We will be using the Ensembl references, with their accompanying GTF annotations.

Note

While the data are already on the server here, in practice or if you are following this course without a teacher, you can grab the reference genome data from the Ensembl ftp website.

In particular, you will want a mouse DNA fasta file and gtf file.

Take note of the genome sequence and annotation versions, you will need this in your paper’s methods section!

Task : Using STAR, build a genome index for the mouse mitochondrial chromosome.

  • .fasta and .gtf files are in : /shared/data/DATA/Mouse_MT_genome/.
  • create the index in the folder 041_d_STAR_mouseMT_reference
  • the module name for this aligner is star.
  • this job should require less than 4Gb and 10min to run.

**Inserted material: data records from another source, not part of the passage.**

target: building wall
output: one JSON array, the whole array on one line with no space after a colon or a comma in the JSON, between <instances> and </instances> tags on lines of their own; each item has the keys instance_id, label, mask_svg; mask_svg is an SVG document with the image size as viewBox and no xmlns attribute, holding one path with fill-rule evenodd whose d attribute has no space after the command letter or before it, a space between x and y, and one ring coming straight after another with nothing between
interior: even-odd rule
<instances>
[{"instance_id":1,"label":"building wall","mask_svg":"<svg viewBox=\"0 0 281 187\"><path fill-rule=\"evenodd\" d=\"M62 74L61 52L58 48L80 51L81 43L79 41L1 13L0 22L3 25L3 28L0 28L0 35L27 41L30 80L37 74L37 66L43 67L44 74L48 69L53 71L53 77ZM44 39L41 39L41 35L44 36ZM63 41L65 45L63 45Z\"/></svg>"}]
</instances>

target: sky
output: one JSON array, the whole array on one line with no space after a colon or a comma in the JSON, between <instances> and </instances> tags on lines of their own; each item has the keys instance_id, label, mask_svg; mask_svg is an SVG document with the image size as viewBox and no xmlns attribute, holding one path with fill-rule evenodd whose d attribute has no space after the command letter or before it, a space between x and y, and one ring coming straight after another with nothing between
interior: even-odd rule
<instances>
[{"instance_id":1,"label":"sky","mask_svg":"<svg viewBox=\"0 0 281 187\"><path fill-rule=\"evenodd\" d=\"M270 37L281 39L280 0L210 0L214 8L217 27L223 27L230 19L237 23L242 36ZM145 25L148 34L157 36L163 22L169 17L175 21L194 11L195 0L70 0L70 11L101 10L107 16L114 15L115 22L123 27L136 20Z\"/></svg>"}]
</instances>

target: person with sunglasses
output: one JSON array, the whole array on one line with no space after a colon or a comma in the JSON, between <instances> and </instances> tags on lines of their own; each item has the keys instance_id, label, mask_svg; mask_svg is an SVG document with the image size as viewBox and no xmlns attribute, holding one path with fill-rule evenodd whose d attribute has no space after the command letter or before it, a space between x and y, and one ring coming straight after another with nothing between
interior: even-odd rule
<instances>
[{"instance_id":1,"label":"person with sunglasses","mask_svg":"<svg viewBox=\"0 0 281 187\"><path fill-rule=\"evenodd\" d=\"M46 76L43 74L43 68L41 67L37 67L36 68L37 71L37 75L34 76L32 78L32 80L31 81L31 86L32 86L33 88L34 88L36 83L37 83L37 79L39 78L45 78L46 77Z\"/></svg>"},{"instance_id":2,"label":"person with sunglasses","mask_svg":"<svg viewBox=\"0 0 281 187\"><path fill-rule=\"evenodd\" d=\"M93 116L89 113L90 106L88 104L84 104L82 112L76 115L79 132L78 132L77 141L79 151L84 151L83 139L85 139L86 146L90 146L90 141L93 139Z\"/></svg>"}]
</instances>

STAR basic parameter for genome index generation

From the manual. Refer to it for more details

  • --runMode genomeGenerate : running STAR in index generation mode
  • --genomeDir </path/to/genomeDir> : output folder for the index
  • --genomeFastaFiles </path/to/genome/fasta1> : chromosome sequences fasta file (can be several files)
  • --sjdbGTFfile </path/to/annotations.gtf> : annotation gtf file
  • --runThreadN <NumberOfThreads> : number of threads to run on
  • --sjdbOverhang <ReadLength-1> : length of the genomic sequence around the annotated junctions to be used in constructing the splice junctions database. Ideally : read length - 1.

Additionally, because the genome is so small here (we only use the mitochondrial chromosome after all), you will need the following advanced option:

  • --genomeSAindexNbases 5 : must be scaled to min(14, log2(GenomeLength)/2 - 1), so 5 in our case

Note

While your indexing job is running, you can read ahead in STAR’s manual to prepare the next step : mapping your reads onto the indexed reference genome.

STAR indexing script
#!/usr/bin/bash
#SBATCH --job-name=star-build
#SBATCH --time=00:30:00
#SBATCH --cpus-per-task=2
#SBATCH --mem=3G
#SBATCH -o 041_l_star_index.o


G_FASTA=/shared/data/DATA/Mouse_MT_genome/Mus_musculus.GRCm39.dna.chromosome.MT.fa
G_GTF=/shared/data/DATA/Mouse_MT_genome/Mus_musculus.GRCm39.MT.gtf

ml star

mkdir -p 041_d_STAR_mouseMT_reference

STAR --runMode genomeGenerate \
     --genomeDir 041_d_STAR_mouseMT_reference \
     --genomeFastaFiles $G_FASTA \
     --sjdbGTFfile $G_GTF \
     --runThreadN 4 \
     --genomeSAindexNbases 5 \
     --sjdbOverhang 99 

It can be found on the cluster at /shared/data/Solutions/mouseMT/041_s_star_index.sh

Extra task : Determine how you would add an additional feature to your reference, for example for a novel transcript not described by the standard reference.

Answer

You would edit the gtf file to add your additional feature(s), following the proper format.

Note

In case you’ve got multiple FASTA files for your genome (eg, 1 per chromosome), you may just list them with the genomeFastaFiles option as follow:

--genomeFastaFiles /path/to/genome/fasta1.fa /path/to/genome/fasta2.fa /path/to/genome/fasta3.fa ...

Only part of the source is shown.